Johanne Betzler est un Hitler Jungen de dix ans durant les derniers mois de la Seconde Guerre Mondiale. Incapable de tuer un lapin au cours d’un camp de jeunesse hitlérienne, il est maltraité par ses camarades qui le surnomment Jojo Rabbit. Heureusement il a un ami imaginaire à qui se confier Adolf Hitler en personne qui mange des licornes, et sa mère, une femme pétillante et pleine d’imagination qui cache dans les secrets de sa maison une jeune juive prénommée Elsa. La découverte de la jeune fille va bouleverser les certitudes de Jojo.

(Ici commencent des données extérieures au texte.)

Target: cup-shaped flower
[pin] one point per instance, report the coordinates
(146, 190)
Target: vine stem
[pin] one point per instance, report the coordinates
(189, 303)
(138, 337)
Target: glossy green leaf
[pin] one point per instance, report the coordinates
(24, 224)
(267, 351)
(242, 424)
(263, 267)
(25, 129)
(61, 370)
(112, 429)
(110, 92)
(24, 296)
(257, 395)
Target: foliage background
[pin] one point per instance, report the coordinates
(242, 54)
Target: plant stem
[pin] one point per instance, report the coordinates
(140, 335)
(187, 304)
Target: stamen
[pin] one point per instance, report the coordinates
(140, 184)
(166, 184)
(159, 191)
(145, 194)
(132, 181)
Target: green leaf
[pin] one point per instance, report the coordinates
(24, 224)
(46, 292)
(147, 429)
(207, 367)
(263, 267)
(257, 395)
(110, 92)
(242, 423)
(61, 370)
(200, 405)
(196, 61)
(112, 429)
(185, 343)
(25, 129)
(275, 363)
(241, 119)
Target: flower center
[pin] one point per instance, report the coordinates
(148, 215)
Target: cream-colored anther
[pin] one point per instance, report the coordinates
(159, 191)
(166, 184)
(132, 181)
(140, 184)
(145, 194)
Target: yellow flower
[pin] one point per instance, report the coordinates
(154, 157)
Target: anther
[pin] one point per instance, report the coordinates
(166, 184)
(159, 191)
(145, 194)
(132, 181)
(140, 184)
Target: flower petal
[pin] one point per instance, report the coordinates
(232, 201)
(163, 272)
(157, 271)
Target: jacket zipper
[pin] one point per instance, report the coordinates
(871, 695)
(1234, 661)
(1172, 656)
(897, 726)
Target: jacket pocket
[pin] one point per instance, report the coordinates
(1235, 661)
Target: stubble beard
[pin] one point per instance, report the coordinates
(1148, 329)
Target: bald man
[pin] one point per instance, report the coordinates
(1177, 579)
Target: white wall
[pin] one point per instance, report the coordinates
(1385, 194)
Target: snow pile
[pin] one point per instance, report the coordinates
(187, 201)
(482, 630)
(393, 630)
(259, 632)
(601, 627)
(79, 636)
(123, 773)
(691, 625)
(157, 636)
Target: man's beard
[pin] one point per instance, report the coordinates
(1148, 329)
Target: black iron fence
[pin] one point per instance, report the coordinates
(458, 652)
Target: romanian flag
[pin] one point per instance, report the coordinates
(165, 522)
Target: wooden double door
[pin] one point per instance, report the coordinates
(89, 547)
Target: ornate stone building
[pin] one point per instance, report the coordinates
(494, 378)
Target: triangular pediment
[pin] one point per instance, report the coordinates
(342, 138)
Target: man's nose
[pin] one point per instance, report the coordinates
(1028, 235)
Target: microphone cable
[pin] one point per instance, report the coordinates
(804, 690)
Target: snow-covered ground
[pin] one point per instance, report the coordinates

Il y a des films comme ça qui sont aimablement détesté par la critique du bon goût (les Cahiers du Cinéma et Première) pour des raisons qui échappent généralement au grand public. Ecrit sur ton frais et léger, et mis en scène avec le regard d’un enfant Jojo Rabbit fait le pari un peu fou de traiter du drame que fut cette guerre par la légèreté sans pour autant faire totalement abstraction de l’horreur. On se souvient bien entendu du film de Roberto Benigni, la Vie est Belle, qui en 97 sous les hourras de la critique énamourée reçu le grand prix du jury à Cannes, traitait lui-même de l’horreur des camps en usant des mêmes biais. Pourtant si le film de Bénigni confinait parfois à la farce bien appuyée par la faute de son très démonstratif réalisateur et comédien, Jojo Rabbit lui dresse le portrait d’un enfant par petites touches face aux certitudes inculqués par le fanatisme des nazis, ici tous plus ridicules les uns que les autres quoi que dangereux et assassins. Taika Waititi, le réalisateur et interprète d’Hitler nous surprend au détour d’un plan à nous rappeler la réalité du régime nazi pour rapidement revenir à la poésie que constitue l’univers de son film. L’horreur est là qui se partage avec le ridicule d’un régime et d’une idéologie dont on se moque volontiers mais tout ça est toujours traité du point de vue de cet enfant à l’imagination débordante qui va bientôt vouloir tout connaitre des juifs, se décidant à écrire lui-même un livre, relever leurs pouvoirs maléfiques et leurs plans diaboliques dont l’abreuve généreusement la jeune Elsa. D’abord aveuglé comme on peut l’être quand on est endoctriné par une propagande antisémite retenant du ridicule et de l’abjection, Jojo va bientôt éprouver des sentiments pour la jeune clandestine, sorte d’Anne Frank amoureuse de Rilke, vive et intelligente à qui la mère du jeune garçon apprend ce que c’est qu’une femme, comme regarder un tigre dans les yeux ou aller au Maroc.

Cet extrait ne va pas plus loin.